Frequently asked questions
- What is a iron condor on LAUR?
- A iron condor on LAUR is the iron condor strategy applied to LAUR (stock). The strategy is structurally neutral / range-bound: An iron condor sells a call spread and a put spread at strikes outside spot, collecting net premium that is kept if the underlying stays inside the inner short strikes. With LAUR stock trading near $32.62, the strikes shown on this page are snapped to the nearest listed LAUR chain strike and the premiums come straight from the end-of-day bid/ask midpoint.
- How are LAUR iron condor max profit and max loss calculated?
- Max profit equals the net credit times 100 inside the inner strikes; max loss equals wing width minus credit times 100. Two breakevens at inner strikes plus and minus the credit. For the LAUR iron condor priced from the end-of-day chain at a 30-day expiry (ATM IV 45.30%), the computed maximum profit is unbounded per contract and the computed maximum loss is unbounded per contract. Live intraday quotes will differ as the chain moves through the trading session.
- What is the breakeven for a LAUR iron condor?

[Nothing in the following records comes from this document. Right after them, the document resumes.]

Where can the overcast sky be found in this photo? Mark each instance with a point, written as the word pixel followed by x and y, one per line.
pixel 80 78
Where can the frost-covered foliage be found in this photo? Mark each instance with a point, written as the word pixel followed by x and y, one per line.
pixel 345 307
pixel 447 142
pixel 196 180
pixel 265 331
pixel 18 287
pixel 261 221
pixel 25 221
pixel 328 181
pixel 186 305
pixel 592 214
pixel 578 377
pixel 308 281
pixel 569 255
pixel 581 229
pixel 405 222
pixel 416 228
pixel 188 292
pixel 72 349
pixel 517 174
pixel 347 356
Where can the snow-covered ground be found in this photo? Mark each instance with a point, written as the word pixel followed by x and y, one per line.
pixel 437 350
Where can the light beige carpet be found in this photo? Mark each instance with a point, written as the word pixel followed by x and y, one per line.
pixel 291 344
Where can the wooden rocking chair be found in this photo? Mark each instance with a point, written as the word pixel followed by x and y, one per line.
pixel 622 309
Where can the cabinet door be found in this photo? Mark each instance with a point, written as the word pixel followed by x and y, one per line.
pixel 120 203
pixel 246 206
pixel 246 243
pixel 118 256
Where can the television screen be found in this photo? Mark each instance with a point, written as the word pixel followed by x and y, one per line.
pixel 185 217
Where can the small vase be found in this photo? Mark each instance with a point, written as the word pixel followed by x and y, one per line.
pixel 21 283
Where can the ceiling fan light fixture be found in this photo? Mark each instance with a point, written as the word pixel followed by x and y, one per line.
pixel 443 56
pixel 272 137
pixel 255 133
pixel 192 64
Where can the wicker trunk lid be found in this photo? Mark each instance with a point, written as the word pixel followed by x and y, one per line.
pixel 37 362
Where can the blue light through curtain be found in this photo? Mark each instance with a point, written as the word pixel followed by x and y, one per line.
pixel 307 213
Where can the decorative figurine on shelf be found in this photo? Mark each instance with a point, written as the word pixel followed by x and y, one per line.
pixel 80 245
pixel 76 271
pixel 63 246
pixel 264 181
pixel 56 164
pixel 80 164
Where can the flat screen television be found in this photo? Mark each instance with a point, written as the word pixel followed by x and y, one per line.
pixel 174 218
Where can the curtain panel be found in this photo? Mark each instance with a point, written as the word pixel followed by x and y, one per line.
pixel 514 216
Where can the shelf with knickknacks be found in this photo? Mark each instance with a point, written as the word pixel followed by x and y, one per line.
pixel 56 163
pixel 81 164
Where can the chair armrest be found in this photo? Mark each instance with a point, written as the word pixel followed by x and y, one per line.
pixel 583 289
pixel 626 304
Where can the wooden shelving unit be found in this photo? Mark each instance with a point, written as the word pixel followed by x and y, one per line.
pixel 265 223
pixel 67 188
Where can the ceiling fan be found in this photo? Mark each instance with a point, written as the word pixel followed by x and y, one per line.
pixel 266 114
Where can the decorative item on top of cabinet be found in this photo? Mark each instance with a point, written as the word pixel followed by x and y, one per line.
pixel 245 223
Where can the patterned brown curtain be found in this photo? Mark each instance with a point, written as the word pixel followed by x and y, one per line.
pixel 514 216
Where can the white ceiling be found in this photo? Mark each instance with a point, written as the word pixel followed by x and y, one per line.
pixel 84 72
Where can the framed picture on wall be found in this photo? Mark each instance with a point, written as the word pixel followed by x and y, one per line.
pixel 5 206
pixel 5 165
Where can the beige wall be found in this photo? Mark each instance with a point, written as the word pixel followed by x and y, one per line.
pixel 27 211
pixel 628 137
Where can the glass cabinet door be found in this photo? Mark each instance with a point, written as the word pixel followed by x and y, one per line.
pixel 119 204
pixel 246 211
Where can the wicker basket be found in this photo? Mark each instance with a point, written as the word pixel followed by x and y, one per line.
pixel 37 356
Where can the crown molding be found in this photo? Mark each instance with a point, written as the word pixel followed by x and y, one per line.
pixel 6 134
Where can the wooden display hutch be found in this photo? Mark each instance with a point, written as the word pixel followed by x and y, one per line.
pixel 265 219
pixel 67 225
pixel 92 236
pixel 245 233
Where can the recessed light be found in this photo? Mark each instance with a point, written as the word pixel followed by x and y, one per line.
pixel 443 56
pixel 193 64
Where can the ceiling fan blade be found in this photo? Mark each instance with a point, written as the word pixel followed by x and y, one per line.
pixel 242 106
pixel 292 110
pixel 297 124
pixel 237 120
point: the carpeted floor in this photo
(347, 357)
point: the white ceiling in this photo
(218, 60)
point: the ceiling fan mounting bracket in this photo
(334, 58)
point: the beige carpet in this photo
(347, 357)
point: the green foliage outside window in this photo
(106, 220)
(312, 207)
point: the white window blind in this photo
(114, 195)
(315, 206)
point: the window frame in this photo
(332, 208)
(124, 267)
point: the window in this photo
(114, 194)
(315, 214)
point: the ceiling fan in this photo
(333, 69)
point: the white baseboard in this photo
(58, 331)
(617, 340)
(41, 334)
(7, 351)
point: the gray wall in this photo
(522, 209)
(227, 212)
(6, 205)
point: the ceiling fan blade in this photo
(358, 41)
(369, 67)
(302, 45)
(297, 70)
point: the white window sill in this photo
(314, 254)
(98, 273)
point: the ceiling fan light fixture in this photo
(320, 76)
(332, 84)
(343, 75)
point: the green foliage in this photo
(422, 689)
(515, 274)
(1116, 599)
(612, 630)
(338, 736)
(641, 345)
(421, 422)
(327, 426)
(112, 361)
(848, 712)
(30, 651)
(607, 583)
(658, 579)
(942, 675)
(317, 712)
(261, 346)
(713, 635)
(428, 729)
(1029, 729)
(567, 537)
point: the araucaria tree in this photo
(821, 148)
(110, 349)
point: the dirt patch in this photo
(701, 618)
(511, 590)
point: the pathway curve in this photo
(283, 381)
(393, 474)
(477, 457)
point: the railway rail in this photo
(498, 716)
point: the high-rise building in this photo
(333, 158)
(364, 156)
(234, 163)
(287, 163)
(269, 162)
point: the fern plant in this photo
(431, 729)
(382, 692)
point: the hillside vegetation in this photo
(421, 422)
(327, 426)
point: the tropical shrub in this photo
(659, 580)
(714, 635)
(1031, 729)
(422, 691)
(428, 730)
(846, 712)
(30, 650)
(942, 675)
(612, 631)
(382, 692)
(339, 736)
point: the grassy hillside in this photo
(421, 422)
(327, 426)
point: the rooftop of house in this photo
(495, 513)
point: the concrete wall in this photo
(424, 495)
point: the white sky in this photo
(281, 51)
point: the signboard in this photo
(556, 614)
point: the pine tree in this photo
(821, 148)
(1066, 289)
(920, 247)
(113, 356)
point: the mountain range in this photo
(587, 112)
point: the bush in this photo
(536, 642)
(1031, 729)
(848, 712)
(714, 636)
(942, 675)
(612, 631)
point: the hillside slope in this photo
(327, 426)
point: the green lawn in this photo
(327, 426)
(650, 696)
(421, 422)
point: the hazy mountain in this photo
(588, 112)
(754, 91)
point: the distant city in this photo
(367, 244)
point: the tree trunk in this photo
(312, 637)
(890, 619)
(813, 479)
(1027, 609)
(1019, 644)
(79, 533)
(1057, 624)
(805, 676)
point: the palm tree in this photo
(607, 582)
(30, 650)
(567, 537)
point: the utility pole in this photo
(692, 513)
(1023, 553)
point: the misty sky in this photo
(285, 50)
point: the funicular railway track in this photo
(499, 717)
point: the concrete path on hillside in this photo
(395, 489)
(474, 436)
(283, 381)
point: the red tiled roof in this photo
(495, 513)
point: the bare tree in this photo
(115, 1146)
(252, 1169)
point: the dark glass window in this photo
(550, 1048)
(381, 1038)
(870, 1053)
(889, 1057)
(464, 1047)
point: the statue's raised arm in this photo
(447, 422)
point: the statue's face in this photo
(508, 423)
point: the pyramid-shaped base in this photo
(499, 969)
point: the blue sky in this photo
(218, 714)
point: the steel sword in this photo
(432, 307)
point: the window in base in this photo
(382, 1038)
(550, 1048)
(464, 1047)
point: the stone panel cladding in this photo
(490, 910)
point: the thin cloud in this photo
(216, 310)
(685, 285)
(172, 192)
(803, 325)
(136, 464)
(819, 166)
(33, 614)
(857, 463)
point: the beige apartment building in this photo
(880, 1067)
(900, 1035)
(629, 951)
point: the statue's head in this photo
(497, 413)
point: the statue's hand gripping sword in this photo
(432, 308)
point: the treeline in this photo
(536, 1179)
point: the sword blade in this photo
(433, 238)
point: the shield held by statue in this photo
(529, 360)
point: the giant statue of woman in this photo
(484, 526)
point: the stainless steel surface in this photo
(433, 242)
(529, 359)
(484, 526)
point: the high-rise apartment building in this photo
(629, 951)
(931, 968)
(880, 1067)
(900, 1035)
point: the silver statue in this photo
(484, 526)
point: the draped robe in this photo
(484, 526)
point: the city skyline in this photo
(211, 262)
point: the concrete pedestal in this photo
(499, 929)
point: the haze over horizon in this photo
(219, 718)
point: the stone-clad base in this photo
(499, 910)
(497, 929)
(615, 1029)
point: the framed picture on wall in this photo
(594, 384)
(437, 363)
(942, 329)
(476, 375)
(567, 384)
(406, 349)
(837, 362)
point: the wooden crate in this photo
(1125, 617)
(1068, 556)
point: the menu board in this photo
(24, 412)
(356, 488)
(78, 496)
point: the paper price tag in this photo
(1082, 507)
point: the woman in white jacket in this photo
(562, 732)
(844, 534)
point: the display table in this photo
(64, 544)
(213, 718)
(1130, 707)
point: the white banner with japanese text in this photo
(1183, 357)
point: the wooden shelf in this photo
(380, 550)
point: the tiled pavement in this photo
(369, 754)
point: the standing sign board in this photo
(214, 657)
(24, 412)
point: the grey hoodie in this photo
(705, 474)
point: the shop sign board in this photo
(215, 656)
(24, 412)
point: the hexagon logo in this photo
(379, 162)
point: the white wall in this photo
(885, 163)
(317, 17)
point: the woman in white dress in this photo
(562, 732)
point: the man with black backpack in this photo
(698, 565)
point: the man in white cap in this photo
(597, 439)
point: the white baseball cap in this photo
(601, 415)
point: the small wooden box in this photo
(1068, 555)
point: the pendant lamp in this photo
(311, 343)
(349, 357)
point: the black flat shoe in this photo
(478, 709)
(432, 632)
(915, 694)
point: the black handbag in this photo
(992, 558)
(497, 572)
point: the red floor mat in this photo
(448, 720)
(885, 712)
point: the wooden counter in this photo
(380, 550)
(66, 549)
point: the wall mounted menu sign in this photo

- The breakeven for the LAUR iron condor priced on this page is no defined breakeven on the modeled curve at expiration, derived from end-of-day chain premiums. Breakeven is the underlying price at which the strategy's P&L crosses zero ignoring transaction costs and assignment risk. The current LAUR market-implied 1-standard-deviation expected move is approximately 12.99%; if the move sits well outside the breakeven distance, the structure's risk-reward becomes correspondingly tighter.
- When should you consider a iron condor on LAUR?
- Iron condors on LAUR are a delta-neutral premium-collection structure that profits if LAUR stock stays inside the inner short strikes; short strikes typically sit near 1 standard deviation from spot.
- How does current LAUR implied volatility affect this iron condor?
- LAUR ATM IV is at 45.30% with IV rank near 49.36%, which is mid-range against its 1-year history. Strategy selection depends more on directional thesis and expected move than on a strong IV signal.